Sécurité des voyageurs et sécurité des résidents : une distinction à faire
Un pays sûr pour ses habitants ne l’est pas forcément pour un touriste, et inversement. Le voyageur fait face à des risques spécifiques : arnaques, vol à la tire dans les zones touristiques, accès limité au système de santé local, ou encore exposition à des catastrophes naturelles sans connaissance des protocoles d’évacuation.
C’est précisément ce décalage qui a poussé des acteurs comme HelloSafe à créer des indices dédiés aux voyageurs, intégrant la cybersécurité et la qualité du système de santé comme critères à part entière. Un pays avec un excellent score de paix mais un système hospitalier fragile présente un risque réel pour un visiteur étranger.
- La cybersécurité pèse désormais dans les indices voyage, car les fraudes numériques ciblent de plus en plus les touristes connectés.
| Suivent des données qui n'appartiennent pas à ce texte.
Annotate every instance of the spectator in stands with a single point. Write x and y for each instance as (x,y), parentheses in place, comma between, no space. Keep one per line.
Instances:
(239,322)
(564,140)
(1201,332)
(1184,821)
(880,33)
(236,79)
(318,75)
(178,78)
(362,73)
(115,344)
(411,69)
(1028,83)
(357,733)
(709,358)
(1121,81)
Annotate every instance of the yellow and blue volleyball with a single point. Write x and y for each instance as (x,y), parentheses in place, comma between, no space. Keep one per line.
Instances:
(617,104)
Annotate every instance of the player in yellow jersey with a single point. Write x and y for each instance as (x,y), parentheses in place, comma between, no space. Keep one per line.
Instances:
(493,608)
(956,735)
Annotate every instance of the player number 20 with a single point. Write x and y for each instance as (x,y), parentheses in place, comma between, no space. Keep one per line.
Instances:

- Les risques environnementaux (séismes, inondations, canicules) affectent directement la sécurité d’un séjour.
- L’accès effectif aux soins de santé pour un non-résident varie considérablement d’un pays à l’autre, même en Europe.
Place de la France dans les classements de sécurité
La France ne figure pas dans le top 10 du Global Peace Index. Sa position est pénalisée par plusieurs facteurs : un niveau de dépenses militaires élevé, des tensions sociales récurrentes et un dispositif antiterroriste permanent (Vigipirate) qui témoigne d’un risque perçu.
Le classement HelloSafe 2026 est plus favorable à la France, grâce à de bons scores en cybersécurité et en sécurité sanitaire. Le système de santé français reste l’un des plus accessibles au monde, ce qui compense partiellement d’autres faiblesses.
Cette différence de positionnement selon l’indice choisi illustre bien le problème de départ : la sécurité d’un pays dépend entièrement de la grille de lecture appliquée. Un expatrié, un touriste en famille et un voyageur solo n’évaluent pas les mêmes risques.
L’Islande reste le pays le plus sûr du monde selon les deux principaux indices disponibles. Mais réduire la question à un seul classement revient à ignorer que la sécurité sanitaire, numérique et climatique pèse désormais autant que l’absence de conflits armés dans l’expérience réelle d’un pays.